The announcement late yesterday that Westpac was in merger talks with St George reignited the debate surrounding four pillars, especially in view of the banking market changes since 1997. The A$19bn (US$17.9bn) merger, if successful, would create Australia's biggest bank by market capitalisation and the second biggest by assets. The merged entity, which would continue to operate both brands simultaneously, would be valued at around A$63.7bn (US$60.2bn) based on current share prices.
A source at an Australian industry association said that the "four pillars" cut-off limit seemed like an arbitrary threshold in view of the growth of a "second tier" institution such as St George to its position as one of the so-called "big five" over the past five years. He added that it was ironic that the domestic competition policy would not prevent an overseas bank from launching a takeover bid for one of the "big four". He said that the biggest obstacle to this, at present, was the perception that Australian banks were over-valued when compared with their international counterparts, which made them less attractive as acquisition targets.
The leading figures in the big four Australian banks have been vocal in their criticism of the four pillars policy in recent months but have failed to gather public support for their cause.
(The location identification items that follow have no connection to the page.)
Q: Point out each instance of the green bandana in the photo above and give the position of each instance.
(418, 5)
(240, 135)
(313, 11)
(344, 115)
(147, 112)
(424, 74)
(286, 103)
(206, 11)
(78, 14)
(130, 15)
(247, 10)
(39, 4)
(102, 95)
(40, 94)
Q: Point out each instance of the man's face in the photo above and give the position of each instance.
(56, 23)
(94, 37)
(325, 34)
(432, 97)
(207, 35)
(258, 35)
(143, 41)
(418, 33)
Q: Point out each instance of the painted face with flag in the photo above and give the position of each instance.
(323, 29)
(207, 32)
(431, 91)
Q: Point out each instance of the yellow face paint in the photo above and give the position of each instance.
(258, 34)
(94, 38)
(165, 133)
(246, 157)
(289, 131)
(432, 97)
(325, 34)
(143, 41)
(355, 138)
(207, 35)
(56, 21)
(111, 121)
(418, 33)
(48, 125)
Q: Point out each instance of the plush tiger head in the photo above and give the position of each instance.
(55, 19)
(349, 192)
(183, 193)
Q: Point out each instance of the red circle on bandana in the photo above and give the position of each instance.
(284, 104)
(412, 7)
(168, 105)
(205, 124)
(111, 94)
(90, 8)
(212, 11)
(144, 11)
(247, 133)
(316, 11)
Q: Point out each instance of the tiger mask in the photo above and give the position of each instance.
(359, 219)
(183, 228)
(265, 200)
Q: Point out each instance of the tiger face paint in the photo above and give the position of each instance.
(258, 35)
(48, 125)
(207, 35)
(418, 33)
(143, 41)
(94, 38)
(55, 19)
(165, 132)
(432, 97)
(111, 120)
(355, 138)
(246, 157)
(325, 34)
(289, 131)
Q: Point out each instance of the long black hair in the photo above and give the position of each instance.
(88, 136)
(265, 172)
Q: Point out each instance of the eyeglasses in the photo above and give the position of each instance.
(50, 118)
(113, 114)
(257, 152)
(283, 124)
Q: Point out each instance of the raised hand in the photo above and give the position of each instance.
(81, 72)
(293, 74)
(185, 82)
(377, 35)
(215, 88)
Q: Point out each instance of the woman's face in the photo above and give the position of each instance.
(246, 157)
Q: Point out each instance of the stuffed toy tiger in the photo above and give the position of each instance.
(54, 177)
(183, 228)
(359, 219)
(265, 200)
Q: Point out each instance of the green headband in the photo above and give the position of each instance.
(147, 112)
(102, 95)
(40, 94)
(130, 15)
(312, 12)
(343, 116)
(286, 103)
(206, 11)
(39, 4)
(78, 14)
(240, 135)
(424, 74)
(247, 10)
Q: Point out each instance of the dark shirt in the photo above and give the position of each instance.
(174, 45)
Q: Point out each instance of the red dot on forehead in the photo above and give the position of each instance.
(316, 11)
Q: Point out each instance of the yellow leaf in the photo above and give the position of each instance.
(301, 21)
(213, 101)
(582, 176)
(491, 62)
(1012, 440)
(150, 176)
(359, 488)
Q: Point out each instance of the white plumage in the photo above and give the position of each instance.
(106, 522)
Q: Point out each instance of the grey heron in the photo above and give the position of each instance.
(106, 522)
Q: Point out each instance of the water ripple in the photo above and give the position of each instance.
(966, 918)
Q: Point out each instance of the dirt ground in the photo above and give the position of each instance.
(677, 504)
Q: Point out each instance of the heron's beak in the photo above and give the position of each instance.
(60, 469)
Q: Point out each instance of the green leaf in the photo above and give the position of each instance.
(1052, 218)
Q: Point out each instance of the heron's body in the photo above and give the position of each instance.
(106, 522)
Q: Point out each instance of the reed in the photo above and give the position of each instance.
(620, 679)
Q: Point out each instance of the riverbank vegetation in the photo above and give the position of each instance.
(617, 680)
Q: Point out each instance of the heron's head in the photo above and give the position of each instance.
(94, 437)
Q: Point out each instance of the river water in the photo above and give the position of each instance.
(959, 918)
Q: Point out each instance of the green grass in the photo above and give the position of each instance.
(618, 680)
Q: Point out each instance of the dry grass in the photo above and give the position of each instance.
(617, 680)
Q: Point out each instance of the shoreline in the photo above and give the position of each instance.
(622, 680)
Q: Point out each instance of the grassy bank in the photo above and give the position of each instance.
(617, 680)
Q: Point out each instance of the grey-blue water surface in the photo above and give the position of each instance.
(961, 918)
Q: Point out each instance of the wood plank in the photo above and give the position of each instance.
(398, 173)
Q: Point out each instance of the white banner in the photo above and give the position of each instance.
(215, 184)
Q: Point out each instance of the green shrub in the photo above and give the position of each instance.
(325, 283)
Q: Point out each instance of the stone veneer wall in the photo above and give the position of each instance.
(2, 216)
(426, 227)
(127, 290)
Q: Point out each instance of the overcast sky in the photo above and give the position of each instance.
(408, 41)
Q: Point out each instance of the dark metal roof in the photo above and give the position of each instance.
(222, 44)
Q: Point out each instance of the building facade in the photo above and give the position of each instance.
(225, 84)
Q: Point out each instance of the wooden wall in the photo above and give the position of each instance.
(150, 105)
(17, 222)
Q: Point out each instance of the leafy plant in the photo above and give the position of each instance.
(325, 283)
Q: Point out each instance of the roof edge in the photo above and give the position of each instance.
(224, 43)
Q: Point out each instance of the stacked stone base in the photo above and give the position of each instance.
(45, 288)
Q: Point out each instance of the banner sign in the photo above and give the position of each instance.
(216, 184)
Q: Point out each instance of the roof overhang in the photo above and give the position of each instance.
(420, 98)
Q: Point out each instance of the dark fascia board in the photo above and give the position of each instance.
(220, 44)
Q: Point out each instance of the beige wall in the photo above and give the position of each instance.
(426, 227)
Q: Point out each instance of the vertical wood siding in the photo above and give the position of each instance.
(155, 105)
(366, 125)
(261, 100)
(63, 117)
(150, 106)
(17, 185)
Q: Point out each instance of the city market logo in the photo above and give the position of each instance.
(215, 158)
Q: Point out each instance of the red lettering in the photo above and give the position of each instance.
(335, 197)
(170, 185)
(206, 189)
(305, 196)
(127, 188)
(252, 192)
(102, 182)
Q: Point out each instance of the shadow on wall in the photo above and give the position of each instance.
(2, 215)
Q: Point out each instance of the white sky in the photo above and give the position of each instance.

ANZ chief executive Michael Smith said when he joined the bank late last year that the policy had outgrown its usefulness and, rather than adding stability to the system, was instead breeding an inward looking banking industry.
"I believe it is in Australia's national interest to move beyond the 'four pillars' policy and allow the banking system to be subject to the same competition policy that all other Australian businesses face," Smith stated. Westpac chief David Morgan has described the policy as a "pointless retardant" on bank growth. National Australia Bank chief executive John Stewart, meanwhile, said it was inevitable that the policy would eventually be scrapped -- despite the reluctance of politicians to address the matter.
David Bell, chief executive of the Australian Bankers' Association, said that his organisation could not comment on the merger talks between Westpac and St George -- both of which are ABA members -- as he had not been privy to any discussions and had only been observing it at a distance. He noted, however, that the ABA had been opposed to the "four pillars" framework for some time and this position had not changed.
"The ABA opposes the 'four pillars' policy on the grounds that banking industry consolidation should be treated on its merits as governed by the Trade Practices Act. This is not an argument for or against consolidation but simply a matter of sound principle," he stated.
Professor Robert Marks, of the Australian Graduate School of Management, said that the merger talks between St George and Westpac had highlighted the arbitrary nature of the four pillars cut-off point. Professor Marks released a research paper two years ago highlighting the "fallacies" surrounding the four pillars policy. He argued that "four pillars" had not become any more defensible since that research was released.
Professor Marks told Complinet: "I think that four pillars was a misguided policy, let's put it that way. It was probably introduced on populist grounds to allay fears -- after the six became four -- that this consolidation was an inexorable process. People were concerned about banks growing in size and possibly being overtaken by foreign banks. I argued in that earlier study that on those grounds alone the policy was ineffective and I've seen nothing in the two years since that has led me to change my mind."
Professor Marks said that the ring-fencing around the four largest banks dated back to 1997, when the big four were streets ahead of the others in terms of market share. Since then the banking landscape had evolved, with St George growing significantly, but the "four pillars" policy remained fixed.
"The announced merger underlines the fact that there was a degree of arbitrariness in terms of having four banks quarantined from any sort of takeover rather than five, for example. Of course, if it had been a 'five pillars' policy then these discussions now wouldn't be happening. The upshot of the merger between Westpac and St George -- if indeed it goes ahead -- is that the remaining three banks will think that they need to expand as well, even though they can't look towards each other," he said.